[FOM] Prejudice against "unnatural" definitions

Joe Shipman JoeShipman at aol.com
Tue Mar 5 16:44:55 EST 2013


Mitchell, I understand that your interpretation is defensible if Con(ZF) is assumed, but my point is that the mathematicians I was quoting may not have had such a nuanced understanding. The problem with your interpretation is that the statement that I quoted could be literally false even though your interpretation is true. Define the following relation *<* on real numbers x and y:

******
If x and y are both in L, then x*<*y iff x is constructed before y in the well-ordering of L defined by Godel

If x is in L and y is not, then x*<* y and not y*<*x

Otherwise, x*<*y iff x<y in the usual ordering of the real numbers.
******

This is a definable relation on the reals. It is provably a definable total order. If and only if there are no nonconstructible reals, then it is a definable well-ordering. The only thing that is not provable is whether this provably definable ordering is "well-", but to assert the statement in the words I quoted 

"there is no definable well-ordering of the reals"

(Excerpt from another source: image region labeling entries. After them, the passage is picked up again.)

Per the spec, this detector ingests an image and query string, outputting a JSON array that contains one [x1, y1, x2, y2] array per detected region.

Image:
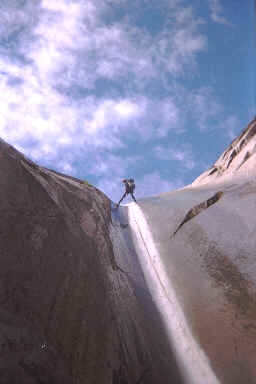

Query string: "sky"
[[0, 0, 256, 203]]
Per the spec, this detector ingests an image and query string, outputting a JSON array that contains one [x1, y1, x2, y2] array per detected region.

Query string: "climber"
[[116, 179, 136, 207]]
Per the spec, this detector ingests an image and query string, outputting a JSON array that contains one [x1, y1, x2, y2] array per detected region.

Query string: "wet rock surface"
[[0, 141, 184, 384]]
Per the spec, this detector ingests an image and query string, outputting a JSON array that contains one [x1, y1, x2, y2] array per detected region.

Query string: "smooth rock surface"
[[0, 120, 256, 384]]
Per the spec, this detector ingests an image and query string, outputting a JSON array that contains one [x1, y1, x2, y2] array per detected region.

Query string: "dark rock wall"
[[0, 142, 118, 384]]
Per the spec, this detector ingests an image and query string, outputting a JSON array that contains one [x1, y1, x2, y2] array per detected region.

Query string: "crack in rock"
[[171, 191, 224, 237]]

is no more justified than to assert unqualifiedly

"there exist nonconstructible real numbers".

-- JS

Sent from my iPhone

On Mar 5, 2013, at 1:48 PM, Mitchell Spector <spector at alum.mit.edu> wrote:

joeshipman at aol.com wrote:
> ...
> 
> Example: "there is no definable well-ordering of the reals" presumes that there are
> nonconstructible reals, but I have seen that statement dozens of times and it is hardly ever
> qualified in a way that makes it both precise and correct.
> 
> ...
> 
> Can anyone give other examples of this, or attempt to repair the statements I have cited so that
> they state actual nontrivial theorems?


I've always interpreted statements like the one above to mean that there is no definition that can be proven in ZFC to be a well-ordering of the reals.  More precisely:

(1) There is no formula phi with two free variables in the language of ZFC with the property that ZFC proves that the binary relation defined by phi is a well-ordering of the set of real numbers.

or, equivalently,

(2) There is no formula phi with one free variable in the language of ZFC with the property that ZFC proves "Every x satisfying phi(x) is a well-ordering of the reals and there is exactly one x such that phi(x)."


Of course, these statements can't be proven in ZFC since they imply Con(ZFC). They are provable in ZFC + Con(ZFC) using a syntactic approach to forcing.  (I'm thinking the forcing argument here is due to Feferman, but I didn't look up the reference to verify that.)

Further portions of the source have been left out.